O wiele pewniejszą alternatywą jest polisa auto casco, choć w tym momencie warto obalić kilka mitów. Z pewnością właściciele pojazdów, którzy teraz szukają niedrogiego blacharza żałują, że nie wykupili dodatkowego ubezpieczenia AC. Zapewne zawsze myśleli, że taka polisa ma sens tylko w przypadku kradzieży i przydaje się posiadaczom drogich i nowych aut. To oczywiście spory błąd, gdyż AC przyda się nie tylko wtedy, gdy ktoś ukradnie samochód, ale również w przypadku stłuczki, gdy jakiś wandal porysuje lakier lub w takich sytuacjach, jak niedawno – załamanie pogody, silny wiatr, gwałtowne burze itp.
Warto również pamiętać, że o ile przy wyborze obowiązkowego ubezpieczenia OC najważniejszym kryterium wyboru jest cena, to już wybierając pakiet AC powinniśmy dobrać zakres usług i ochrony. Nie kupujmy AC w ciemno! Zanim podpiszemy umowę sprawdźmy, czy ubezpieczenie obejmuje takie zdarzenia, jak stłuczenie szyb, uszkodzenia lakieru etc. a wartość samochodu jest na pewno zgodna z rzeczywistością. Nieuczciwi ubezpieczyciele bardzo często próbują drastycznie obniżać wartość auta – jeśli właściciel tego nie zauważy, w przypadku szkody całkowitej, np. po wypadku lub zniszczeniu auta przez żywioł, będzie niemile zaskoczony.
Fakt, porównując oferty w kilkunastu firmach różnice w cenie mogą być ogromne. Pamiętajmy jednak, że wysokość ubezpieczenia zazwyczaj idzie w parze z zakresem usług. Jeśli nie chcemy być zaskoczeni słysząc w słuchawce: „Przykro nam, pana pakiet ubezpieczenia nie obejmuje tego typu zniszczeń.”, radzimy dokładnie sprawdzić proponowaną polisę AC. Być może po dopłacie kilkuset złotych w innej firmie będziemy mogli spać spokojnie stawiając auto pod blokiem, ale pamiętajmy również, że są pewne ograniczenia. Chodzi o tzw. wyłączenia ochrony ubezpieczeniowej. Warto to bardzo dokładnie sprawdzić!

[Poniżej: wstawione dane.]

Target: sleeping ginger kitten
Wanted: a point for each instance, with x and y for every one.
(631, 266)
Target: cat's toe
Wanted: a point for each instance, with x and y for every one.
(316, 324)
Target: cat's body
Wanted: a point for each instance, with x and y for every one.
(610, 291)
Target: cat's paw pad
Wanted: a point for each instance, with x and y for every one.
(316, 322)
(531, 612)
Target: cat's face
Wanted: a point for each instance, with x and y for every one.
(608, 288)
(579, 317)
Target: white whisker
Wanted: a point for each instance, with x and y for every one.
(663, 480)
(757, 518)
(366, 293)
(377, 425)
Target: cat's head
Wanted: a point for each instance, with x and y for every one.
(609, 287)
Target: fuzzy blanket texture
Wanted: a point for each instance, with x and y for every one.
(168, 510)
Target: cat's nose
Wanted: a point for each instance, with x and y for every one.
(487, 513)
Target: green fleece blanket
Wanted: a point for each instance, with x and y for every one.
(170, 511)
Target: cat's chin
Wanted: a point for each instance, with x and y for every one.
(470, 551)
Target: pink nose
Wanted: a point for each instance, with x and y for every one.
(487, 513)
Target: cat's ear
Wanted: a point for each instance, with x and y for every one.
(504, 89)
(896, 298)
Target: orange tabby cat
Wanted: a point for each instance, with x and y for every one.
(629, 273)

Często bywa tak, że niektóre żywioły są wyłączone z odpowiedzialności towarzystwa. Chodzi głównie o bardzo silne kataklizmy, takie jak np. trzęsienie ziemi. Ponadto ubezpieczenie nie pokrywa szkód związanych z niefrasobliwością i nieostrożnością kierowcy, np. gdy doszło do uszkodzenia silnika wskutek zassania wody podczas jazdy w warunkach stwarzających takie zagrożenie. Nagłe zalanie tunelu na skutek pęknięcia rury kanalizacyjnej? Bardzo obfite opady deszczu? Nie ryzykujmy, zgaśmy silnik, przeczekajmy, pojedźmy objazdem itp. Jeśli silnik ulegnie zniszczeniu, a ubezpieczyciel odkryje nawet niewielkie ilości wody z pewnością odmówi wypłaty odszkodowania. Co prawda możemy udowadniać, że woda dostała się do silnika gwałtownie, a my nie mieliśmy czasu na reakcję, ale szansa na sukces w takim przypadku jest niewielka.
Reasumując, jeśli posiadamy ubezpieczenie AC po wykryciu szkody powinniśmy ubiegać się o odszkodowanie właśnie z polisy. Co prawda możemy walczyć o odszkodowanie od odpowiednich jednostek – zarządcy drogi, budynku etc. – ale tak jak wspomnieliśmy, będzie to trudne i czasochłonne. Jeśli jednak nie posiadamy AC, taka droga odzyskania strat finansowych będzie najlepszym i praktycznie jedynym rozwiązaniem.